The Holidays: Part Two

If you are behind in your Christmas shopping, haven’t ordered your cards, and couldn’t bake a cookie without a gun to your head, you have come to the right place.  In comparison to me, everyone can feel good about their progress.  I am in React Mode.  If something bites me, I deal with it.  Otherwise, I’m spiralling downward to holiday disaster at an ever-increasing speed.  Take yesterday.  My mother finished her Christmas shopping, boys and puppies got away with who-knows-what, and people sold Second Novels while I searched for an old photograph.  I spent hours digging through boxes and drawers while my to-do list waited for me to come to my senses.  I stayed on the trail of the elusive picture to my utter and totally unnecessary peril.      

It started when the boys unpacked the red and green bins last weekend.  They pulled out photos and decorations seen once a year, relics of the past.  They talked while they worked and it was clear they were looking back.  And I looked back, too.  Year by year, all the way back to their births.  And I realized that there was a last Christmas when they were all four little boys.  And we took a picture of them that year. 

I found it.  Or at least I found a scan of it. 

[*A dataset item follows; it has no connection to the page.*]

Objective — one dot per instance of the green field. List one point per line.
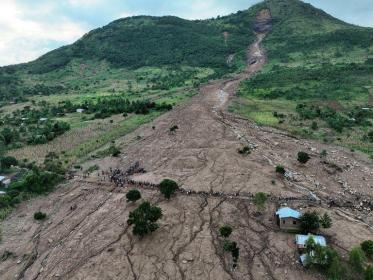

I have now safely re-scanned it for posterity, or at least until my computer gets upgraded.  I will spare you the details of how I feel about this picture and why I had to have two hankies (make that three) to finish writing this post.  But in this chaotic season, in this year of birds leaving nests and debut novel launch preparations, it feels good to hold onto things that are not moving.  And to be able to put my hands on them.



Filed under Christmas, Cindy Jones, Motherhood, My Jane Austen Summer, teenagers

2 responses to “The Holidays: Part Two

  1. jlspsi

    I have that picture, too. Only mine has my four boys at the farmer’s market back in the days when the kids could climb on a pile of pumpkins dumped in the middle of the parking lot. I can’t find the original right now, only a copy on typing paper, a left over that didn’t make it into a Christmas card that year. That last photo before number one becomes a silent adolescent (boys don’t share much anyway). It would be only a few years later that number 3 and I actually cried because everything had changed and all those good times of everyone playing together, putting on plays with costumes or running around the yard shooting nerf guns at each other, had come to its inevitable end. This year boy number two came home from Seattle and boy number from school for Thanksgiving and boy number three lay on the couch, the first of all six of us to feel the effects of a deadly virus, while the older two joined boy number four in decorating the Christmas tree. They were doing it for me even though not one of them complained…

    • Not only do you understand, you’ve experienced the same thing. In the process of looking for the elusive photo, I got to see all the other pictures we took and remember all of the things we used to do, like you say. I hope you put your hands on that pumpkin photo.